The findings are significant due to the high prevalence of asthma worldwide. Asthma is the most common respiratory disease in young people and one of the leading reasons for hospitalization and trips to emergency for children, notes Associated Professor Bircan Erbas. This necessitates the need for the identification of new therapies that can be used alongside conventional asthma medications. 

The trial involved 64 children from Athens, Greece, aged 5 to 12, who had mild asthma. Researchers from Australia and Greece divided the children into two groups and instructed around half to eat two meals of cooked fatty fish (of at least 150 grams) as part of the Greek Mediterranean diet every week for six months. The remaining children followed their normal diet.

At the end of the trial, they found that the group who ate fish experienced a reduction of their bronchial inflammation by 14 units. Above 10 units is significant under international guidelines.

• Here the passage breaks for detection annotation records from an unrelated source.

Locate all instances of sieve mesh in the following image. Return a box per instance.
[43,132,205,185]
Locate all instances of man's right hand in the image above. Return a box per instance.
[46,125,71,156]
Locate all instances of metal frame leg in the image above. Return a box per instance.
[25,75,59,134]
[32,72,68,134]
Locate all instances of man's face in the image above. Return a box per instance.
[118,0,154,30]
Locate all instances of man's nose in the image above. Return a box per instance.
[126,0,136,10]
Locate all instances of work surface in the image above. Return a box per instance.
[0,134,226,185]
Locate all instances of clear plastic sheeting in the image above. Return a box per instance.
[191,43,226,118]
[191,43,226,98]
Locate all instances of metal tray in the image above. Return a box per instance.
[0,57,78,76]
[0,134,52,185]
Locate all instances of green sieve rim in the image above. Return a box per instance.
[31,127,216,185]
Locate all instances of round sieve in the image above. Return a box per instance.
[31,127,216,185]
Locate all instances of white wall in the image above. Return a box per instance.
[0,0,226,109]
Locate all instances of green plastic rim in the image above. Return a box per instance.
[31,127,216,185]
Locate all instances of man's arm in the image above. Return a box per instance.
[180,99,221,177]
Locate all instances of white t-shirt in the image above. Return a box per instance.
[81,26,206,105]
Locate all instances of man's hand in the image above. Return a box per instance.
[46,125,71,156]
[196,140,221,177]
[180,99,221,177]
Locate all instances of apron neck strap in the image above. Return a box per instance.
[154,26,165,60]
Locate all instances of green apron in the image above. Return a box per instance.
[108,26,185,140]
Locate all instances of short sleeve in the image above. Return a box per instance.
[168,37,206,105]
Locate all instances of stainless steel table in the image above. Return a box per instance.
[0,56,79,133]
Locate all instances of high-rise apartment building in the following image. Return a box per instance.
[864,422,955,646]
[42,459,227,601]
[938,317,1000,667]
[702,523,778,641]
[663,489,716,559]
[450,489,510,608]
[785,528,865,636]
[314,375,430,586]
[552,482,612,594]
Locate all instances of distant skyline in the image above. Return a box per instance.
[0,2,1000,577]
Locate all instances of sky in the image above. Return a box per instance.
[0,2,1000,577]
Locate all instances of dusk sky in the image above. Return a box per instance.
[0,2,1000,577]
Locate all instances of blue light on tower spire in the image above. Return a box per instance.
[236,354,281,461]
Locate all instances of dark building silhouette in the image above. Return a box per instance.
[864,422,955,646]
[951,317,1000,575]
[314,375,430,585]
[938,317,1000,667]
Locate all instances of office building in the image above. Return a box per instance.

The recommendation is to follow a healthy diet combining two fatty fish meals per week, as an adjunct to medical therapy for asthma, Papamichael tells NutritionInsight.

The Mediterranean diet has long been known to score highly on the healthy scale. An Italian study identified that senior peoples, aged 65 years and older, who adhered closely to the Mediterranean diet have a 25 percent lower risk of any cause of death, while a separate study found that sticking to a diet rich in fruit, vegetables, nuts, unrefined cereals, olive oil and fish can reduce hip bone density loss within just 12 months.